“Shit, Soph. I’m done. This is done. You don’t want to hear this.”
“No, it’s okay. I do. Go on.”
“Why?”
I had to know why it was so important that I tell her about Natasha. Because if I were in Sophie’s shoes right now, I don’t know that I could handle hearing about her fucking another guy ten ways to Sunday. Shit, I’d barely made it through her telling me about Stephen and that had been rated PG.
“I think … I don’t …” She exhaled, long and slow. “The truth is, you have some hang-ups about it that I don’t want coming between us. So if we talk about it—get everything out in the open—maybe we can lay them to rest.”
Every time I thought to myself this girl can’t get any more perfect, Sophie went and said or did something that proved me wrong. I did have hang-ups about sex, thoughts and feelings that made me ashamed about who I was, that forced me to hold back from what I wanted, what I craved. That she was willing to take this on—take me on—was mind-boggling. She could do so much better than me.
“Are you sure?” I asked.
“Yes,” she said, swallowing loudly. “I’m sure.”
“I need you to know I hate this. I hate saying these words. I hate having you picture me with another woman.”
“I’m a big girl, Declan. I can handle it.”
“Damn it Sophie, you shouldn’t have to.”
“And you shouldn’t have to carry this burden by yourself. You need someone to talk to. Let me be your safe place.”
I wanted Sophie to be my safe place, like I wanted to be hers.
“Okay,” I answered, gathering my thoughts and trying to piece them back together. “So, taking her request as … permission, I ehm … moved things along. After awhile she told me to spank her and I did, but then she demanded I do it harder and harder … until my hand was sore. You’ve seen my hands, Soph, you know what they can do.”
I snorted with disgust. My hands were strong and rough, covered in callouses and scars. It took a lot to bring me pain.
On a ragged sigh, I continued, baring my shame to this woman. “But it felt good too, not having to hold back. That’s one of the things that haunts me the most. That when I was obviously hurting her … I … I enjoyed myself. I enjoyed the pain I gave both of us.”
I dropped my head forward and closed my eyes. There was a heavy silence between us that I hoped didn’t mean I’d scared Sophie off. She knew how I liked things, but I’d never wanted her to know that at first I’d gotten off on Natasha’s need to be punished.
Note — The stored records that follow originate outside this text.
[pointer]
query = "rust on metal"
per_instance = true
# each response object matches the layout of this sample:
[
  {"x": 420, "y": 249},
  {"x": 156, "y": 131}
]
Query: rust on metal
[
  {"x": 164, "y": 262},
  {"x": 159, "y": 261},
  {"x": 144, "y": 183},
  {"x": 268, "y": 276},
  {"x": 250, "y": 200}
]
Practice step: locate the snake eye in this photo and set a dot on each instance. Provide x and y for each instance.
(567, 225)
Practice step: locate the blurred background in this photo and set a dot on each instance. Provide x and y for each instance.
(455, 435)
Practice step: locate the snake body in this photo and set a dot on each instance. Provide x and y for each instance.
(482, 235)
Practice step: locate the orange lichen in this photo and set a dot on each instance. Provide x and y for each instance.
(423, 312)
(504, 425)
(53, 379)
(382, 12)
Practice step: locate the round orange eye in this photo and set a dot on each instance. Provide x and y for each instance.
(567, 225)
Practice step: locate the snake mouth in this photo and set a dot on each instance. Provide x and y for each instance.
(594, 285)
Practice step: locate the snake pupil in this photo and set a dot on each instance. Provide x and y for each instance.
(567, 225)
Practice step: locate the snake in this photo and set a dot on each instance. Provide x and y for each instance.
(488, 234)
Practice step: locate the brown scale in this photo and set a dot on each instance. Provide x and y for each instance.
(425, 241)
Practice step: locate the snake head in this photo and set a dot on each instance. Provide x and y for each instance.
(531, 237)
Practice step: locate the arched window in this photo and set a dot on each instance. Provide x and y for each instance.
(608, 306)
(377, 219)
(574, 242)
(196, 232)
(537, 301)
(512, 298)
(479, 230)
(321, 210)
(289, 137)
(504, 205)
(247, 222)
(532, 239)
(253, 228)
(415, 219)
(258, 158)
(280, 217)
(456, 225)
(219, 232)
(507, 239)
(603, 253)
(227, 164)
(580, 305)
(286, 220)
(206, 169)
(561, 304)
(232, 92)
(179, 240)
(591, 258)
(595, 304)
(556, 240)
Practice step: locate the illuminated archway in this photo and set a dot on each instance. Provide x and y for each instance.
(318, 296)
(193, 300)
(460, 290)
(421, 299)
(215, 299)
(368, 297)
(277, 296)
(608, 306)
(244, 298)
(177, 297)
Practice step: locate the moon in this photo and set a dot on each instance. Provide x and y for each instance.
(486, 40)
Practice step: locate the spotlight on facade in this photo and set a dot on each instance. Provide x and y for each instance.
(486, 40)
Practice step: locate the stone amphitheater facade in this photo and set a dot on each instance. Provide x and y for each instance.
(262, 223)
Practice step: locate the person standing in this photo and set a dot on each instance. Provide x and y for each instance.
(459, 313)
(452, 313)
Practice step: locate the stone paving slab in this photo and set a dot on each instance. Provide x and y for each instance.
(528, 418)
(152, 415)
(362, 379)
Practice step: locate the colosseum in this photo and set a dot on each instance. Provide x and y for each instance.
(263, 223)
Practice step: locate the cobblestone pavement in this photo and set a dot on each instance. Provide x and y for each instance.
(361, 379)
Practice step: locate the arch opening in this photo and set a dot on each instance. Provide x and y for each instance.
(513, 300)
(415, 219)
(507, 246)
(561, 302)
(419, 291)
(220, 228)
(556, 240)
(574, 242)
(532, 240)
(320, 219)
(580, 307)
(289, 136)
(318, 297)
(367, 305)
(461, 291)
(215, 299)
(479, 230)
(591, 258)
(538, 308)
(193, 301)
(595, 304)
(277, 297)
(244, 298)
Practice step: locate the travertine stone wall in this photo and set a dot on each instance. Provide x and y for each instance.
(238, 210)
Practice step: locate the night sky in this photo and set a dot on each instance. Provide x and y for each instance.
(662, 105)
“She asked you to Declan. You said it yourself, you didn’t force her to do anything she didn’t want.”
For several silent seconds, I pictured that night all over again—the things that happened next—and my tension mounted.
“After that things went bad,” I admitted on a strangled whisper.
“How so?” There was no censure in her voice, just a desire for me to unburden myself.
“She told me to fuck her as hard as I could, said she needed to feel like she was going to break. She asked me to hurt her, really hurt her,” I choked out.
Sophie gasped. “What … how … ?” She couldn’t even get the question out.
“Fuck Soph,” I groaned. “Her eyes were so dead and hollow. It was fucking eerie. I jumped off the bed, nearly puking all over her rug. I pulled on my suit and got the fuck out of there. I ran—literally ran from her place. When I stopped to catch my breath, that’s when I did puke.”
“Oh god, Dec, I’m sorry. That’s terrible, but it’s not your fault.”
“It gets worse,” I confided, a sick thread of unease unfurling in my gut.
“It’s okay. You can tell me.”
And the thing was, I knew it was true. I could tell this woman anything and she wouldn’t judge me. She might not love me yet—not how I loved her—but she cared about me and would take on my troubles as her own.
“I saw her a few weeks later and she had bruises all over her neck and arms. When she caught me staring, she smiled this crazy, unnerving smile. I swear I nearly pissed myself.”
“What was wrong with that woman?” Sophie asked.